An exhausted nation looked in new directions for help and relief. The destination spa became more mainstream, and in 1958, Deborah Szekely founded the now-legendary Golden Door Spa in Escondido, California, and later Rancho la Puerta in Tecate, Baja California, Mexico. The fitness craze seized national attention, but it focused primarily on exercise; however destination spas added wellness and pampering to the equation, and these became more popular, spurring new growth, and attendance at destination spas skyrocketed. Names such as Canyon Ranch, La Costa, Cal-a-Vie and Saratoga Springs became readily recognizable to consumers. New magazines solely devoted to health and wellness entered the marketplace and gave further credibility to the importance of exercise, health, nutrition, meditation, skin care treatments and massage.

Day spas

With the example of these early destination spas and their newfound popularity, the skin care profession took a quantum leap with the birth to the day spa phenomenon in the 1990s. Day spas sprouted with lightning speed throughout the country, opening new doors for thousands and providing the skin care industry with renewed vigor. Wellness and beauty therapy coalesced. New associations, publications and conferences that were specific to the day spa concept abounded, helping further the growth, which seemed almost endless.

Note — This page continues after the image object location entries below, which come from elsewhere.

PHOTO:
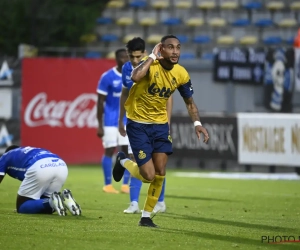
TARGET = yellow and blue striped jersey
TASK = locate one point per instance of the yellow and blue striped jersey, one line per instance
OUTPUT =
(147, 98)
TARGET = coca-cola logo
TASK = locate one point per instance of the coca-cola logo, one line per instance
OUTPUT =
(80, 112)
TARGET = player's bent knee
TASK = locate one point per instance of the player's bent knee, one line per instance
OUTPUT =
(149, 177)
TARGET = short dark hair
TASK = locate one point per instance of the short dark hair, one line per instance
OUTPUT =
(11, 147)
(136, 44)
(164, 38)
(118, 51)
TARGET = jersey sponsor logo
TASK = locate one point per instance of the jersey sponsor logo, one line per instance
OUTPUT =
(116, 83)
(5, 137)
(173, 81)
(142, 155)
(163, 92)
(80, 112)
(53, 165)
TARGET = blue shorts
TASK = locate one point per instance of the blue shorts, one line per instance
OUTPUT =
(146, 139)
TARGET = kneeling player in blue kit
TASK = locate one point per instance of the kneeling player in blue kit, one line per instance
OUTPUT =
(42, 174)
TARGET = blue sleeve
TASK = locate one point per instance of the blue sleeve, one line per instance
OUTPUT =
(126, 75)
(186, 90)
(103, 85)
(3, 164)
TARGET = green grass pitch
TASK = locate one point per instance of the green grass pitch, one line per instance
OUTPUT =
(201, 214)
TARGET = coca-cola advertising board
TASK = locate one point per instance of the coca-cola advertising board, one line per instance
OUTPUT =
(59, 106)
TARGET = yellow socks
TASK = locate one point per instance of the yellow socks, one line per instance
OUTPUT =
(134, 170)
(154, 191)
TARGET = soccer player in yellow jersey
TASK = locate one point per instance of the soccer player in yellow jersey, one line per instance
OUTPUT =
(155, 80)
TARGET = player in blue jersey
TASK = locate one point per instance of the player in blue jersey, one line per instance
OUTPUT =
(42, 174)
(109, 92)
(136, 51)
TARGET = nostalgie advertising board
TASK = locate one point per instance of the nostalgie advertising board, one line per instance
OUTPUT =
(269, 139)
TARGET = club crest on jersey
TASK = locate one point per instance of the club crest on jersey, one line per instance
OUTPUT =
(142, 155)
(163, 92)
(173, 81)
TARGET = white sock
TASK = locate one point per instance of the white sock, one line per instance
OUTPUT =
(123, 161)
(146, 214)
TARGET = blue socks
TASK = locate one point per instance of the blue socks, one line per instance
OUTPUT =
(162, 194)
(107, 169)
(126, 177)
(41, 206)
(135, 188)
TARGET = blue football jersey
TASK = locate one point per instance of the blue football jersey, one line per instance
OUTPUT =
(126, 75)
(17, 161)
(110, 85)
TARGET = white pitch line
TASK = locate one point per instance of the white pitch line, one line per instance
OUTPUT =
(242, 176)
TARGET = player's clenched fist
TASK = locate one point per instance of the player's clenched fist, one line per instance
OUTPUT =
(199, 129)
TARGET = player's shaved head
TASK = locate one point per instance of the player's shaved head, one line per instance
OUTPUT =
(170, 49)
(164, 38)
(11, 147)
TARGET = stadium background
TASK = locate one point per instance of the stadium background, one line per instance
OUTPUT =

Their emergence was both epic and timely. They replenished the industry and also provided new career opportunities, and forged another avenue whereby esthetic salon procedures were expanded to include an abundant menu of complete face and body services. More importantly, day spas were in step with the new consumer, the aging baby boomer who was more health- and fitness-inclined, and sought out more sophisticated approaches, all with an emphasis on wellness.

Knowledge was amplified, service revenues increased, and the skin care industry became a self-contained entity where all beauty services could be accomplished within one establishment. Symbiotically, other therapies were being rediscovered, taught anew and augmented to complement existing treatments. Holistic algorithms were introduced and soon caught the attention of the mainstream media and new clients. The most popular among them were ayurveda, aromatherapy and hydrotherapy.